Planning your Data Catalog

Get started with Pentaho Data Catalog

Part Number

It is helpful to plan your data catalog before building it. Use the following guidelines to plan your Data Catalog:

Plan data sources to add
When setting up data analytics with Data Catalog, start by adding the data sources that you want to analyze.
Before adding your data sources, gather the configuration information you need to set up the data sources. Your database administrator is best positioned to help provide the configuration information needed, such as the following information:
  • Data source type
  • Configuration method, for example: credentials, SSL, or a URI (Uniform Resource Identifier)
    • For credentials, username and password, host name, and port number
    • For SSL, encryption information, for example:
      • Encryption type, such as: Encryption only, Encryption with Server and Client Authentication
      • Trust store type and location
      • Trust store password and cipher suite
      • Key store type, location, and password
    • For URI, known as a connection string, you need a username and password
  • Any driver needed
  • For Amazon Web Services (AWS) data source types, a configuration method isn't specified.
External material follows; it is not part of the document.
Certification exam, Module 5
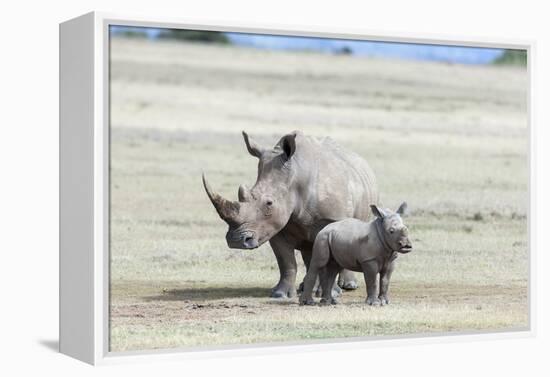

You must have information such as AWS region, account number, IAM username, access key ID, and secret access key to configure these data source types.
Tip: Data Catalog uses the data source name you enter when setting up the data source throughout the data catalog. As a best practice, adopt a naming convention that is logical for users to understand that you can use for all data sources and types that you add to Data Catalog.
Plan business glossaries and business terms
The business glossary is an organized list of business terms and their definitions intended to serve as the single and definitive reference for an organization. You can associate business terms with data elements, business rules, related terms, and custom attributes to form a comprehensive view of the organization’s business concepts and data landscape.
You can organize business glossary terms in a domain and category hierarchy, or under just a domain, or as a stand-alone term. If you do not specify a domain or category, the term appears as Unassigned.
Plan users and permissions
It is a best practice to plan the access your users need before adding them to the system, to make sure that access to data sources and business data is restricted to only the users who need it. You can add administrators for departments or lines of business and then they can add users with the permissions needed for their specific work responsibilities. You can use communities, which are custom roles, to fine tune access to specific data source types and other Data Catalog assets.

You are now ready to start building your Data Catalog.